Trump, Venezuela and “energy dominance”
If observers were still in doubt about the motivations behind the US intervention in Venezuela, President Donald Trump dispelled much of that uncertainty himself during his press conference on Saturday. Whereas the seizure of Venezuela’s President Nicolás Maduro had previously been justified primarily on the basis of drug-trafficking-related charges, President Trump devoted a substantial part of his remarks to Venezuela’s oil wealth, the profits to be made from it, and the prospect that the United States would “run” the country for an unspecified period of time. In other words, while oil was probably not the sole reason for this intervention, it was undoubtedly a crucial one.
President Trump’s emphasis on Venezuela’s natural resources is not an isolated case. His second administration has placed strong emphasis on securing US access to strategic resources more broadly. On the one hand, this has involved efforts to reduce dependence on strategic rival China for a range of critical materials, including rare earths. Given their importance for high-tech applications, including military technologies, such materials are increasingly framed as essential to national security and economic competitiveness. In this context, the Trump administration has signed numerous critical minerals agreements with countries around the world, including the controversial deal with Ukraine in February 2025. Even more radical approaches have also been publicly floated: only two weeks ago, President Trump appointed a special envoy to Greenland who openly stated his wish to see the resource-rich island become part of the United States.
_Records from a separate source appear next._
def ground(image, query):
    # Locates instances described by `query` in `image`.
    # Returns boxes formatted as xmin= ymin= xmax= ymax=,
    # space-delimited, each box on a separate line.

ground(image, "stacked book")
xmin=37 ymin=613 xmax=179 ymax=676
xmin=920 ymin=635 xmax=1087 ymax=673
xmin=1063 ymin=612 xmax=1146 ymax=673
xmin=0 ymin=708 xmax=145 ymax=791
On the other hand, the US administration has also focused on ensuring a stable energy supply over the long term. This does not appear to be an imminent issue, as in recent years the United States has been a net exporter of oil and gas. Moreover, most analysts expect global oil markets in the coming years to be characterized more by oversupply than by scarcity and high prices. Yet, in order to maintain what Trump has repeatedly called “energy dominance” and to prepare for a time when US production begins to peter out, it is hardly surprising that the US administration is also setting its sights on Venezuela, the country with the world’s largest proven oil reserves.
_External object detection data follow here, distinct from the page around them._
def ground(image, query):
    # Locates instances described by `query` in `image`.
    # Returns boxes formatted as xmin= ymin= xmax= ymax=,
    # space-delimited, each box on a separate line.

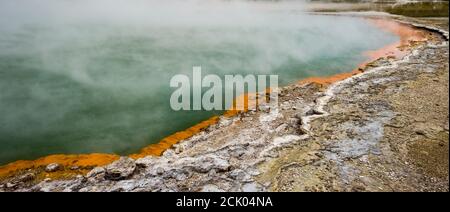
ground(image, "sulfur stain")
xmin=0 ymin=19 xmax=427 ymax=179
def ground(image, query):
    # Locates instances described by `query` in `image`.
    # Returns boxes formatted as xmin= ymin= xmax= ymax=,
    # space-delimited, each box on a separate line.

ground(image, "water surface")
xmin=0 ymin=0 xmax=398 ymax=164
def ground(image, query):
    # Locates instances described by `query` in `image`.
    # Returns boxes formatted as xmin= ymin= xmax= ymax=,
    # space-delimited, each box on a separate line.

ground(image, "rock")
xmin=193 ymin=155 xmax=230 ymax=173
xmin=229 ymin=147 xmax=246 ymax=158
xmin=18 ymin=173 xmax=36 ymax=182
xmin=135 ymin=156 xmax=156 ymax=168
xmin=86 ymin=167 xmax=106 ymax=182
xmin=201 ymin=184 xmax=225 ymax=192
xmin=6 ymin=183 xmax=17 ymax=188
xmin=105 ymin=157 xmax=136 ymax=180
xmin=242 ymin=183 xmax=262 ymax=192
xmin=45 ymin=163 xmax=62 ymax=172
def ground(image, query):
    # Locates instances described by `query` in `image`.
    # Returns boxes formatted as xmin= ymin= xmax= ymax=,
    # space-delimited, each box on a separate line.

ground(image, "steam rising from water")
xmin=0 ymin=0 xmax=396 ymax=163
Oil has been central to Venezuela’s politics and economy since the onset of large-scale exploitation in the 1920s. For decades, Venezuela was among Latin America’s wealthiest countries, albeit also one of its most unequal, and enjoyed relative political stability under a functioning democratic system. Although Hugo Chávez and later Nicolás Maduro profoundly transformed Venezuela’s political system from the late 1990s on, the central role of oil in sustaining regime stability remained constant. Over time, however, years of mismanagement, underinvestment, cronyism, and international sanctions have left Venezuela’s oil industry in a state of severe decay. In 2024, Venezuela’s production was only roughly one quarter of its 1998 level, the year before Chávez came to power, and around one percent of global production. Restoring production capacity even close to former levels is therefore expected to require massive external investment. In other words, while Venezuela has enormous potential, it is currently only a secondary player in the global oil market, with significant infrastructure issues.
This said, the recent events in Venezuela -with all their specific characteristics- can be understood as part of broader US policies aimed at securing access to strategic resources. Yet, as with similar initiatives elsewhere, the devil lies in the details. President Trump’s statements at Saturday’s press conference suggest an ambition to open Venezuela’s vast, state-controlled oil reserves to US oil companies, which he claimed would finance the reconstruction of the country’s energy infrastructure. At the same time, there remains little clarity about the concrete plans for Venezuela’s political future, including whether the seizure of Maduro is intended as a coercive move to push the existing leadership into a more US-friendly posture or as a step toward full-scale regime change. Because large-scale investments in oil infrastructure require a minimum degree of political stability and regulatory predictability, US oil companies are unlikely to commit billions of US Dollars without greater certainty. Ultimately, the success of the US strategy will hinge less on access to Venezuela’s oil wealth than on whether a credible and stable political framework can be established to unlock it.